Le ministère de l’Enseignement Supérieur, de la Recherche et de l’Innovation a invité les recteurs des universités publiques à examiner des informations faisant état du recrutement d’enseignants-chercheurs sénégalais par un pays de la sous-région. Cette demande a été formulée dans un communiqué rendu public lundi.
La tutelle a demandé aux responsables universitaires de veiller au strict respect de la réglementation en matière d’administration et de gestion des personnels enseignants et de recherche. Elle insiste également sur la nécessité de prévenir toute situation de cumul d’emplois non conforme aux lois et règlements en vigueur.
Depuis plusieurs jours, des informations relayées par les médias et les réseaux sociaux évoquent l’engagement d’enseignants-chercheurs sénégalais dans la fonction publique d’un pays voisin. À ce sujet, le ministère rappelle qu’un enseignant-chercheur ne peut être lié par un contrat de travail avec la fonction publique d’un autre État, sauf dans le cadre de mécanismes de coopération formellement ratifiés et conformément aux dispositions légales prévues.
S’agissant des enseignants-chercheurs en activité dans les universités publiques, le communiqué souligne que la loi n°61-33 du 15 juin 1961, relative au statut général des fonctionnaires, consacre le principe de l’exclusivité de l’emploi dans la fonction publique. Ce texte prévoit également, de manière limitative, les conditions autorisant le cumul d’activités.
Le ministère précise par ailleurs que l’article 11 de la loi n°81-59 du 9 novembre 1981, portant statut du personnel enseignant des universités, définit les règles applicables à l’utilisation hors cadre des agents concernés.
À travers cette sortie, les autorités entendent clarifier le caractère juridiquement ambigu de certains engagements évoqués, au regard du cadre réglementaire régissant les universités publiques. Le communiqué note que ces informations ont suscité des interprétations diverses dans l’opinion, certains y voyant une perte d’attractivité du système universitaire sénégalais ou une fuite de compétences.
Le ministère rappelle toutefois que la mobilité des enseignants-chercheurs est une pratique ancienne et admise, à condition qu’elle s’inscrive dans un cadre légal clairement défini. Il souligne également que les universités publiques sénégalaises figurent parmi les plus attractives de la sous-région.

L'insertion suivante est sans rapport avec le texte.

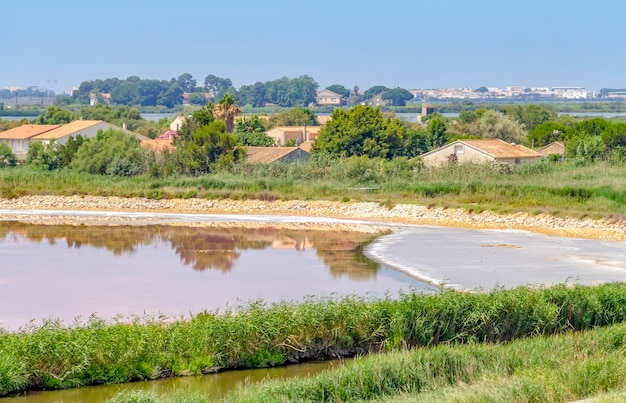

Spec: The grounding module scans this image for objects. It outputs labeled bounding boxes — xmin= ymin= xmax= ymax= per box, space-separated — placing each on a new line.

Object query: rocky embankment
xmin=0 ymin=196 xmax=626 ymax=241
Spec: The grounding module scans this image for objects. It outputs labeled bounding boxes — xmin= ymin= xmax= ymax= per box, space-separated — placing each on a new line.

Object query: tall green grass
xmin=0 ymin=283 xmax=626 ymax=394
xmin=0 ymin=158 xmax=626 ymax=221
xmin=225 ymin=324 xmax=626 ymax=403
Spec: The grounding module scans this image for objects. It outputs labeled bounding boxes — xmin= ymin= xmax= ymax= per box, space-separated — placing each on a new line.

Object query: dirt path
xmin=0 ymin=196 xmax=626 ymax=241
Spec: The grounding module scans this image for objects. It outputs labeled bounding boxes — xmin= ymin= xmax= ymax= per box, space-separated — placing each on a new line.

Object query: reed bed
xmin=224 ymin=323 xmax=626 ymax=403
xmin=0 ymin=283 xmax=626 ymax=394
xmin=0 ymin=158 xmax=626 ymax=219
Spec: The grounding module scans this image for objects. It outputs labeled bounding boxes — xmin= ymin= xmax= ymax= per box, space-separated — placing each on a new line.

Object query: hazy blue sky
xmin=0 ymin=0 xmax=626 ymax=92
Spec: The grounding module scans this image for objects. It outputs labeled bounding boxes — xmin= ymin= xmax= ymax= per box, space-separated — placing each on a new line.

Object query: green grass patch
xmin=0 ymin=283 xmax=626 ymax=394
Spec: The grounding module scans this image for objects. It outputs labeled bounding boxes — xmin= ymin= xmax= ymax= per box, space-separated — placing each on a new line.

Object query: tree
xmin=0 ymin=143 xmax=17 ymax=168
xmin=312 ymin=105 xmax=408 ymax=158
xmin=235 ymin=115 xmax=265 ymax=133
xmin=528 ymin=122 xmax=569 ymax=147
xmin=69 ymin=129 xmax=148 ymax=176
xmin=470 ymin=110 xmax=526 ymax=143
xmin=174 ymin=120 xmax=246 ymax=175
xmin=235 ymin=132 xmax=276 ymax=147
xmin=381 ymin=88 xmax=413 ymax=106
xmin=25 ymin=141 xmax=60 ymax=171
xmin=204 ymin=74 xmax=233 ymax=98
xmin=189 ymin=92 xmax=206 ymax=105
xmin=213 ymin=94 xmax=241 ymax=133
xmin=427 ymin=113 xmax=448 ymax=148
xmin=176 ymin=73 xmax=196 ymax=92
xmin=157 ymin=83 xmax=184 ymax=108
xmin=326 ymin=84 xmax=350 ymax=101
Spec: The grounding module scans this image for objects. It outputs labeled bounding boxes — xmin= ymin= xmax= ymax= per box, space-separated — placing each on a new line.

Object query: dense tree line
xmin=69 ymin=73 xmax=413 ymax=108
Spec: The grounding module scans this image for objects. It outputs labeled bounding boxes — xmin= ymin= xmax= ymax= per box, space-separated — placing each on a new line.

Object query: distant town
xmin=0 ymin=81 xmax=626 ymax=109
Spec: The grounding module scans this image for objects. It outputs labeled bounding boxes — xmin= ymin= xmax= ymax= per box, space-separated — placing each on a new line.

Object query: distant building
xmin=315 ymin=89 xmax=342 ymax=106
xmin=552 ymin=87 xmax=588 ymax=99
xmin=246 ymin=147 xmax=311 ymax=164
xmin=0 ymin=125 xmax=61 ymax=160
xmin=420 ymin=139 xmax=543 ymax=167
xmin=537 ymin=141 xmax=565 ymax=158
xmin=266 ymin=126 xmax=321 ymax=146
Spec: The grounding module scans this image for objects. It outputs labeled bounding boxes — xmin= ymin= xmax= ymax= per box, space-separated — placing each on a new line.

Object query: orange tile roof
xmin=246 ymin=146 xmax=306 ymax=164
xmin=141 ymin=139 xmax=174 ymax=151
xmin=0 ymin=125 xmax=60 ymax=140
xmin=459 ymin=139 xmax=543 ymax=158
xmin=34 ymin=120 xmax=104 ymax=140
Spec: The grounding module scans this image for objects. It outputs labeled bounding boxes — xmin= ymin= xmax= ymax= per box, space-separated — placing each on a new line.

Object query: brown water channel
xmin=0 ymin=222 xmax=430 ymax=403
xmin=0 ymin=361 xmax=343 ymax=403
xmin=0 ymin=222 xmax=427 ymax=330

Selon la tutelle, ces établissements se distinguent par la qualité de leur environnement académique et par des niveaux de rémunération parmi les plus élevés de l’espace francophone d’Afrique subsaharienne. De nombreux universitaires originaires d’Afrique et d’Europe y exercent, ce qui témoigne de leur attractivité et du renforcement constant de leurs ressources humaines.
Les autorités universitaires estiment que cette dynamique illustre l’ouverture et l’esprit de coopération de l’université sénégalaise, que l’État entend consolider, notamment dans le cadre de l’intégration africaine.
Dans cette perspective, un protocole d’accord sur la coopération universitaire et scientifique a été signé entre le Sénégal et la Guinée à Conakry, le 23 mai 2025. Ce texte prévoit notamment la mobilité des enseignants et des étudiants. Les modalités de sa mise en œuvre feront l’objet de discussions ultérieures et seront communiquées au moment opportun par le comité de suivi qui sera mis en place.